Il accepta, de mauvaise grâce certes, mais il voulait tant lui faire plaisir !
D’un imperceptible claquement de doigts, elle fit disparaître miraculeusement toutes les effilochures du tissu de sa chemise, sa veste et son pantalon, en raccommoda les accrocs mieux que la couturière la plus habile, et remailla son écharpe et son pull là où le tricot s’était défait.
– Voilà, déclara-t-elle avec satisfaction, c’est déjà mieux ! Tu es sûr que tu ne veux pas essayer en blanc ?
– Non. Pas de blanc. Je suis un démon. Et un démon, c’est noir.
Le ton du jeune homme laissait entendre qu’il n’admettrait aucun autre compromis vestimentaire.
Cesse un peu de te tortiller. On dirait un ver de terre !
Muriel revint à la charge quelques jours plus tard. Elle espérait convaincre son nouvel ami d’abandonner ce look gothique qu’il s’était plaqué au visage.
– Ce maquillage est beaucoup trop sombre, fit-elle remarquer ce matin-là. Tout ce khôl et ce mascara, c’est un peu effrayant.
– Tu n’aimes pas ?
– Oh si ! J’aime beaucoup ! Je trouve que ça te donne un air… hem… mystérieux ? Mais les humains, je ne suis pas certaine qu’ils approuvent. Quant à ma hiérarchie…

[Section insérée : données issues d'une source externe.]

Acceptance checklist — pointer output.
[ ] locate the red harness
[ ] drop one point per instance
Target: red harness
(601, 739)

Elle se sentait affreusement gênée aux entournures. D’un côté, elle adorait la compagnie du démon, et son look ne la dérangeait nullement, bien au contraire. Ça lui donnait ce petit air canaille dont elle raffolait. Mais elle avait toujours été consciencieuse, zélée et obéissante, et elle vivait dans la terreur d’être réprimandée pour cette fréquentation peu orthodoxe. C’était un dilemme permanent dans son cerveau.
La pauvre Muriel était tout bonnement en train d’expérimenter les affres des sentiments humains.

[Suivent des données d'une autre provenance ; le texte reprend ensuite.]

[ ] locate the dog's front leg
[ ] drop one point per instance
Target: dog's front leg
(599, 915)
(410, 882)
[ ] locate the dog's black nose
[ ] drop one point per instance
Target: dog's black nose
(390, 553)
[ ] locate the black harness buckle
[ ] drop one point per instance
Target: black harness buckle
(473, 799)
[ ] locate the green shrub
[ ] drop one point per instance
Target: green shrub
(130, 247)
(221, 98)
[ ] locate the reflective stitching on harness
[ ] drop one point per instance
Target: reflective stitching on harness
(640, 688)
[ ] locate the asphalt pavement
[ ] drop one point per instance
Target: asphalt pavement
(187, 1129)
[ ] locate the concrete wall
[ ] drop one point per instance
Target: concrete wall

– C’est mon aspect, c’est moi, insista Éric, c’est comme ça que je suis à l’aise. J’aime bien, et si toi aussi alors on change rien.
– D’accord. Mais par contre, ces “cornes” là dans tes cheveux, n’est-ce pas… superflu ?

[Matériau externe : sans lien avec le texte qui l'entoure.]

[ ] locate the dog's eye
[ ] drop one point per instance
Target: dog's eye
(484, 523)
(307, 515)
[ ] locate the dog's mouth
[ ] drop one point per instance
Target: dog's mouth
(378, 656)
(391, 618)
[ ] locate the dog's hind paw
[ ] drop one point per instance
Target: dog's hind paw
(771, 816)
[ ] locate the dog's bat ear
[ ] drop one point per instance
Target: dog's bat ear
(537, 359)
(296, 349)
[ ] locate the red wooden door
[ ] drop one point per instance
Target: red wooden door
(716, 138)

– Me dis pas que tu veux aussi me traîner chez le coiffeur ? C’est non, définitivement NON !
– Peut-être enlever un demi-centimètre sur les longueurs ? insista-t-elle. Ça changerait presque rien. Juste tu serais, comment dire…
Elle cherchait une formulation assez subtile pour ne pas le froisser.
– Au propre, au lieu de brouillon ! s’écria-t-elle en souriant.
Oh ! Par les babines de Satan ! Ce sourire explosif ! Jamais il ne s’y habituerait, c’est sûr. Son cœur bondit une fois encore dans sa poitrine, et ce n’était plus des papillons qui avaient investi son ventre, mais une nuée de colibris affolés tournoyant dans tous les sens. Il prit une grande inspiration pour se calmer, puis se força à quelques respirations profondes pour reprendre le contrôle de sa corporation. Il ne connaissait que trop bien le désagrément fréquent que pouvaient lui provoquer une douleur, une attaque surprise ou une émotion forte. À force de se faire décorporer, il avait développé quelques techniques de parade, et la maîtrise de sa respiration constituait à ce jour sa meilleure arme.
Si tu bouges tout le temps, je n’arriverai à rien de bon tout à l’heure, avec mes ciseaux.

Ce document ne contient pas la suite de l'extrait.